1. Build Purchases Attribution Projection
The projection is dedicated to enabling a subsequent analysis of marketing campaigns and channels. The target schema:
- purchaseId: String
- purchaseTime: Timestamp
- billingCost: Double
- isConfirmed: Boolean
// a session starts with app_open event and finishes with app_close
- sessionId: String
- campaignId: String // derived from app_open#attributes#campaign_id
- channelIid: String // derived from app_open#attributes#channel_id
Requirements for implementation of the projection building logic:
- Implement it by utilizing default Spark SQL capabilities.
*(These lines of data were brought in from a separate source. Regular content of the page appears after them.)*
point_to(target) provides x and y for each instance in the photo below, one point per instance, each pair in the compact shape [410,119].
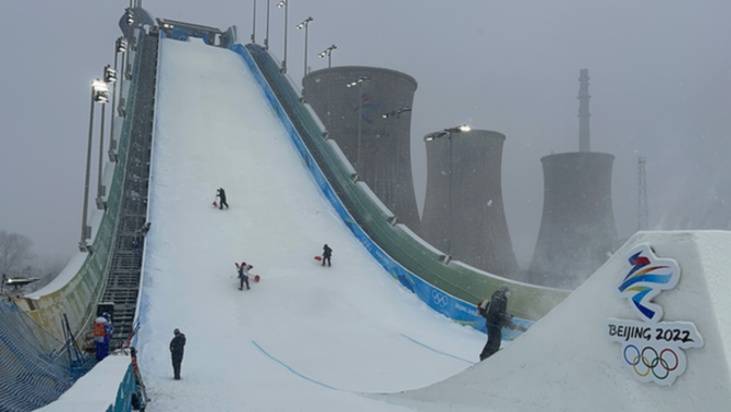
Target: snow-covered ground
[96,390]
[567,361]
[305,337]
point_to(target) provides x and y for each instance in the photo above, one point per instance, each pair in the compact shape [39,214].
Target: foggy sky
[660,82]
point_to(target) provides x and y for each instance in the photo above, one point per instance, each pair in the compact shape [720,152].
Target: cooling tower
[463,209]
[577,231]
[367,111]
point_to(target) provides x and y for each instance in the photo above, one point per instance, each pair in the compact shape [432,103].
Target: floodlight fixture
[110,75]
[100,91]
[304,23]
[121,45]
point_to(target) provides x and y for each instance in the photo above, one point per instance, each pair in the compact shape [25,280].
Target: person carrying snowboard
[177,344]
[221,195]
[496,317]
[326,255]
[244,275]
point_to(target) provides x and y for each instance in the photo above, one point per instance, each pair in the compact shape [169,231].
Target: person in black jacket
[326,255]
[496,317]
[176,351]
[221,194]
[244,274]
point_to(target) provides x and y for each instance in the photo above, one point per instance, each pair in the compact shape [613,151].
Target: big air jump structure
[577,231]
[463,209]
[367,111]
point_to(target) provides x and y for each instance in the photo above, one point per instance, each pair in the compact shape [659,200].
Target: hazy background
[661,83]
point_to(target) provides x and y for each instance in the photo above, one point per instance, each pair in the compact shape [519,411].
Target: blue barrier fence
[29,376]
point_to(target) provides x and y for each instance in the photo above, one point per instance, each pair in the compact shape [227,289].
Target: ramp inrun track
[305,336]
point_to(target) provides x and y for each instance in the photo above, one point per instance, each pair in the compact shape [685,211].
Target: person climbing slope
[221,195]
[496,317]
[326,255]
[244,274]
[177,344]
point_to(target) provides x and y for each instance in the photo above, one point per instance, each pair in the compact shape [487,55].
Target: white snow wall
[567,361]
[449,288]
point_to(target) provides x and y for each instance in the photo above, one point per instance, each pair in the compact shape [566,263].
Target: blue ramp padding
[29,377]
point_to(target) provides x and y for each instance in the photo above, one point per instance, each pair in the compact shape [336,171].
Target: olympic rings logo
[439,298]
[648,360]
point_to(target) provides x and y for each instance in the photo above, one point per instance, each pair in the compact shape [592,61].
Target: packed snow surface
[567,362]
[306,337]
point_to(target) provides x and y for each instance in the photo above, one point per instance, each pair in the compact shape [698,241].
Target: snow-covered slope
[568,362]
[306,337]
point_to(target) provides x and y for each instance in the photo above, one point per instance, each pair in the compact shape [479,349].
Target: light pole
[305,24]
[285,5]
[266,35]
[449,133]
[110,77]
[396,113]
[253,26]
[328,52]
[125,51]
[119,47]
[99,94]
[358,83]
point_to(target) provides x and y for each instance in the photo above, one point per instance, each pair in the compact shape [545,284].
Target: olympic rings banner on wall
[652,350]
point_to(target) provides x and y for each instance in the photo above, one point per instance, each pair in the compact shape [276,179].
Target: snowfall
[348,337]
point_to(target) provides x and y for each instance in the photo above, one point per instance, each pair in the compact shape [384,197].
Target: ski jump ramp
[344,337]
[305,335]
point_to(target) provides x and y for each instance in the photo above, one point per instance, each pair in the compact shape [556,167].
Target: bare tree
[15,252]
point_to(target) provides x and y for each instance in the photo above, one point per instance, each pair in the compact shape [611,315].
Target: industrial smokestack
[463,209]
[577,231]
[584,114]
[367,111]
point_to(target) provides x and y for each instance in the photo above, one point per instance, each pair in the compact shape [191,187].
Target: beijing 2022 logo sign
[653,350]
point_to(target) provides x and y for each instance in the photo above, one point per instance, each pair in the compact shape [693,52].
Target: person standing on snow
[496,317]
[102,335]
[244,275]
[221,195]
[176,352]
[326,255]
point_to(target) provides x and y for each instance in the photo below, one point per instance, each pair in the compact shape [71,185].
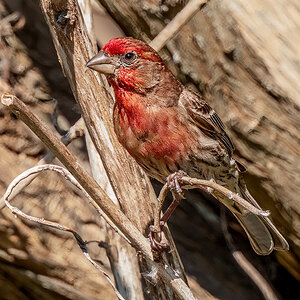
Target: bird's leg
[157,239]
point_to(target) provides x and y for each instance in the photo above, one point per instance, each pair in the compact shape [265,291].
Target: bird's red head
[130,64]
[122,46]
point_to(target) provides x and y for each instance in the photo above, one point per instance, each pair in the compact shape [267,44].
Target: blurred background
[244,58]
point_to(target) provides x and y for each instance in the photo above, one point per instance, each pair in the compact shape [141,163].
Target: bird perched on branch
[168,128]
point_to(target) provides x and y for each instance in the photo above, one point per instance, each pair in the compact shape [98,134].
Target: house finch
[168,128]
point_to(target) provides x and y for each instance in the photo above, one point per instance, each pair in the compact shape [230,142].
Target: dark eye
[130,56]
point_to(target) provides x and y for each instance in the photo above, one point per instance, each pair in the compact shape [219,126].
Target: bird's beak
[102,63]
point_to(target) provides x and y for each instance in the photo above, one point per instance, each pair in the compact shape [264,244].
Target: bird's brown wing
[206,118]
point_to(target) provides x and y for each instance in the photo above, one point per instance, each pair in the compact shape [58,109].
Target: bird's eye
[129,57]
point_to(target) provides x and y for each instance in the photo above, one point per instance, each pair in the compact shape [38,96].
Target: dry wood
[170,275]
[243,57]
[32,173]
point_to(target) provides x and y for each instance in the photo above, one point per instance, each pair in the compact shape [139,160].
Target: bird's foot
[174,182]
[157,238]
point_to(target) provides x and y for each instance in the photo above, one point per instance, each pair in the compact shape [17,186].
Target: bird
[168,128]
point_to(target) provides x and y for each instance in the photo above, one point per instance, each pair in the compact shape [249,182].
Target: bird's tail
[262,233]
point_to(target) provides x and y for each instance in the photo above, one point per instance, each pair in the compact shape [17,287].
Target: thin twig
[69,160]
[67,175]
[192,183]
[77,130]
[244,263]
[54,119]
[177,22]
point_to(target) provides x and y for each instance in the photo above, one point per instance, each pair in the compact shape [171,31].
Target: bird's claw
[174,181]
[158,241]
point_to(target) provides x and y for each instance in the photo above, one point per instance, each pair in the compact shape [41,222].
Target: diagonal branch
[67,175]
[165,272]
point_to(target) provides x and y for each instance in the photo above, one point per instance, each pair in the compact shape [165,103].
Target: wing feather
[206,118]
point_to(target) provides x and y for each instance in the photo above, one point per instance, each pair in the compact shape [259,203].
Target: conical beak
[102,63]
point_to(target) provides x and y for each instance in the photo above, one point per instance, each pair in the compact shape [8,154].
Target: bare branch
[165,272]
[177,22]
[67,175]
[69,160]
[74,132]
[192,183]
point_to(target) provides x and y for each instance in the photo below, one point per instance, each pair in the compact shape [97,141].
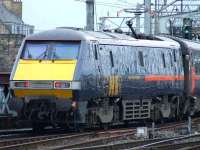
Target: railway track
[111,139]
[50,141]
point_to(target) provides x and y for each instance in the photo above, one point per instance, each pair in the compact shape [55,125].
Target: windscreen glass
[50,50]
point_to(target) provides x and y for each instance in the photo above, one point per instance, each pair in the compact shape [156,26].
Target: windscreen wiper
[42,56]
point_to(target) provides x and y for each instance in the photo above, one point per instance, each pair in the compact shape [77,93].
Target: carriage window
[141,59]
[171,59]
[163,59]
[196,62]
[174,54]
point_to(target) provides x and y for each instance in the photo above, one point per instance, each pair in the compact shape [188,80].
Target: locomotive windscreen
[50,50]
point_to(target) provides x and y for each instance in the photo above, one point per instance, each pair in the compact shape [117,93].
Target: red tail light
[58,84]
[22,84]
[61,84]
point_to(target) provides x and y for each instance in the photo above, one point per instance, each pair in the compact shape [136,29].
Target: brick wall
[9,45]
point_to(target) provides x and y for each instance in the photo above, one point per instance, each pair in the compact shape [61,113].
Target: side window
[171,59]
[163,60]
[196,62]
[141,58]
[174,55]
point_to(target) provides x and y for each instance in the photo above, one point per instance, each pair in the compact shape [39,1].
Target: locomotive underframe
[103,111]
- Implement it by using a custom UDF.
2. Calculate Marketing Campaigns And Channels Statistics
Use the purchases-attribution projection to build aggregates that provide the following insights: Top Campaigns:
- What are the Top 10 marketing campaigns that bring the biggest revenue (based on billingCost of confirmed purchases)?
Channels engagement performance:
- What is the most popular (i.e. Top) channel that drives the highest amount of unique sessions (engagements) with the App in each campaign?
Requirements for task #2:
- Should be implemented by using plain SQL on top of Spark DataFrame API
- Will be a plus: an additional alternative implementation of the same tasks by using Spark DataFrame API only (without plain SQL)
Solution
- create virtualenv
- clone
- cd to progect
- install requirements
export PYTHONPATH=${PWD} pwd
- run like
python jobs/main.py
1.1
Using standard DataFrame API implemented a function with custom creation of sessionId field based on event types. Cleared attributes field to be in the same format as the rest of the dataset. Retrieved needed columns from it.
1.2
2.1
Using both plain SQL and DataFrame API got the names of top marketing campaigns hat bring the biggest revenue.
2.2
Using both plain SQL and DataFrame API got the names of the channels that drives the highest amount of unique sessions in each campaign.